My breath catches at the passion burning in his gaze, the absolute surety in it, even when I’m not sure about anything anymore.
“It was like time stood still, Ivy. Lightning struck. The earth shifted under my feet. All those clichés you always hear about in the movies and romance novels. All of it happened to me the instant I laid eyes on you that night. I saw you sitting there, and I just…” He shakes his head, tilting it as he stares at my lips. “I knew who you were instantly. I knew you thought I was him. I knew I was doing something wretched and wrong. But I couldn’t walk away. I couldn’t stop myself. I couldn’t let you slip through my fingers.”
Instead, I came on them…
I unraveled in his arms, under his touch and kiss.
I came apart.
“But I wasn’t yours to have…”
He flinches, his eyes squeezing closed. “You think I don’t fucking know that, Ivy?” His palm slides away from my face, and he steps back, shoving his hands through his hair. “I’m not a good person. I’m the guy who tries to steal his brother’s girlfriend. And that night destroyed everything. My relationship with Drew, my relationship with my mother because I couldn’t ever come home. All of it gone in a fucking instant because I saw you and had to have you. Because I wasn’t strong enough to walk away. Because I wasn’t a big enough man, or a good enough person to just tell you who the fuck I was and let Drew have you.” He pounds his fist over his heart and opens his eyes, now wet with tears. “I had to take you, and it cost me my fucking sanity.”
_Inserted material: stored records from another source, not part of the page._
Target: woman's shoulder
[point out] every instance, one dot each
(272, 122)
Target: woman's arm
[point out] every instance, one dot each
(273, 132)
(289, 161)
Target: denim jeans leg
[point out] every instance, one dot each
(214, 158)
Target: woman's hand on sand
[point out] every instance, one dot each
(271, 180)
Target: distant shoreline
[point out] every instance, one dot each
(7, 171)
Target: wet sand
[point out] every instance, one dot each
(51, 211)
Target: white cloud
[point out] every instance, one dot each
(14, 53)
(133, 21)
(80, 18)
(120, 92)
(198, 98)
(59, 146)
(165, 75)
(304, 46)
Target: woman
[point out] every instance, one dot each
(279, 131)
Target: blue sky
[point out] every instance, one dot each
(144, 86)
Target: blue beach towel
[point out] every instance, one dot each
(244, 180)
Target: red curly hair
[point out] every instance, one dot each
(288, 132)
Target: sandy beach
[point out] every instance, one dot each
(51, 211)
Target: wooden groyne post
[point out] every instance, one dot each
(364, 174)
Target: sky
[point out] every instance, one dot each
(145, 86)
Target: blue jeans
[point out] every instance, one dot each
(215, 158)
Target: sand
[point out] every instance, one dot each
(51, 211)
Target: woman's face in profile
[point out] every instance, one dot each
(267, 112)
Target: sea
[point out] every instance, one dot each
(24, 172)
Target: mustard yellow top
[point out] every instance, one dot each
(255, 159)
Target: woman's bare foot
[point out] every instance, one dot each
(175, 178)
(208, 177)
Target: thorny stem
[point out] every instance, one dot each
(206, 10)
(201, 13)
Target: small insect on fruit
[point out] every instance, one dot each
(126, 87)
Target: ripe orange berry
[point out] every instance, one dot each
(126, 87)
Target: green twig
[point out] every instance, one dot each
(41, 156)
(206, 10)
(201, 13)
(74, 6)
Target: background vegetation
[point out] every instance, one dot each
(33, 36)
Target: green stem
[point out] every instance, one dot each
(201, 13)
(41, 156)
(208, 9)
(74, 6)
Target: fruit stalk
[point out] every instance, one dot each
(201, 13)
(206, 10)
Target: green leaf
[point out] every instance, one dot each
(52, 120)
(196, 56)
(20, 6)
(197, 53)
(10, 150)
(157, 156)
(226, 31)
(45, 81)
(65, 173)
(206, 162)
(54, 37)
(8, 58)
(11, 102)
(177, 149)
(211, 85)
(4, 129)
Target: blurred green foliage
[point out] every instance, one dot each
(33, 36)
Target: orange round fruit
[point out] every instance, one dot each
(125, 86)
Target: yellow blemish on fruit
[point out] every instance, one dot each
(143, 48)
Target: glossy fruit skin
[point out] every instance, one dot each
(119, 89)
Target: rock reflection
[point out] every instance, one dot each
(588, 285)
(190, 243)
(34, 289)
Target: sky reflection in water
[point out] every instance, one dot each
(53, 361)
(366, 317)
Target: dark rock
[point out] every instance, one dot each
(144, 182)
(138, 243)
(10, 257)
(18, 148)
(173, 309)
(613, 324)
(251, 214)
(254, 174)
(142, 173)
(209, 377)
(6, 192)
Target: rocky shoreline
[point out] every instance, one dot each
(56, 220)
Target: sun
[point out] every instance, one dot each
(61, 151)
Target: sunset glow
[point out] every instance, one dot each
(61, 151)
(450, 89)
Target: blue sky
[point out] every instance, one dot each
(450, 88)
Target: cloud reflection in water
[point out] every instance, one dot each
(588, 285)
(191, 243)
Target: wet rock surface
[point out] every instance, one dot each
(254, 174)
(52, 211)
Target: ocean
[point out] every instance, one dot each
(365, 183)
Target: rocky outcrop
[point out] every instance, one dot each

The cracking of his voice on that final word rips my chest open, as if his pain has become my own. But I don’t understand what he’s saying. I don’t understand any of it.
“What do you mean?”
“Just because I knew it was wrong doesn’t mean I regretted it. Not for a fucking second because I was fucking obsessed with you, Ivy. Obsessed. I followed your social media, stalked your posts about romantic dinners with Drew, watched you two fall even more in love through photos and words you said…and every minute of every day afterward, you were all I thought about. How your lips felt against mine, how your tongue tasted, how fucking wet you were, and mostly how, for the first time in my life that I could remember, it wasn’t all black and white. For the first time that night, with my hand between your legs and your mouth on mine, I saw fucking red. An explosion of color. That vibrancy of life was pushed back into me, and it was all because of you.” He shakes his head, as if he can’t find the words to express what he’s really trying to say. “Kissing you tasted like red, Ivy, and knowing that I couldn’t have you…it broke me.”
It broke him.
That word echoes in my head, along with the confessions he made to me over the past several weeks.
“Oh, God. Is that when you…”
I can’t even get the question out because I know the answer.
He told me.
Explained it all when he tried to warn me away from him so many times.
His life crumbled, and he fell down that hole of addiction that took him so long to climb out of, that he still battles every day.
And it all started because of me.
Cam shoves his hands through his hair, shaking his head. “I’m not blaming you. None of this was your fault. It was mine. My weakness, my inability to cope with all the emotions exploding within me. The guilt over what I did to Drew. The shame of not feeling guilty and wanting to do it again. The want that I couldn’t stop feeling for what wasn’t mine. It was volatile, Ivy. I was. It was my selfishness that made me descend into that pit I dug for myself. All of it was my fault.”
He destroyed his life.
He went down a path that left him this tortured, anguished person…
“No.” I shake my head, the tears streaming down my cheeks as hot as the anger and shame burning through me. “It was mine. I should have known. I should have?—”
Cam closes the distance between us in two steps and takes my face in his palms. “Stop saying that, and stop thinking that way. This is why I didn’t tell you when I showed up at your house. Because I didn’t want you questioning everything, didn’t want you thinking that your entire relationship with Drew was a lie or that you could have, in any way, known in that garden. One night doesn’t change what four years built. It doesn’t.” He presses his chest into mine and tightens his grip on my face, ensuring I’m holding his gaze. “But now you see why I warned you away, why I told you that I was toxic and bad for you, why what happened the other night when we got back from the shore never should have happened. And never should again.”
Everything he says, every single agonizing word of it is true.
Cam is selfish.
He’s unhinged.
He has no control over his life or his emotions.
He’s exactly the type of guy women should avoid.
He’s the opposite of Drew in every way.
Drew never would have done what Cam did that night.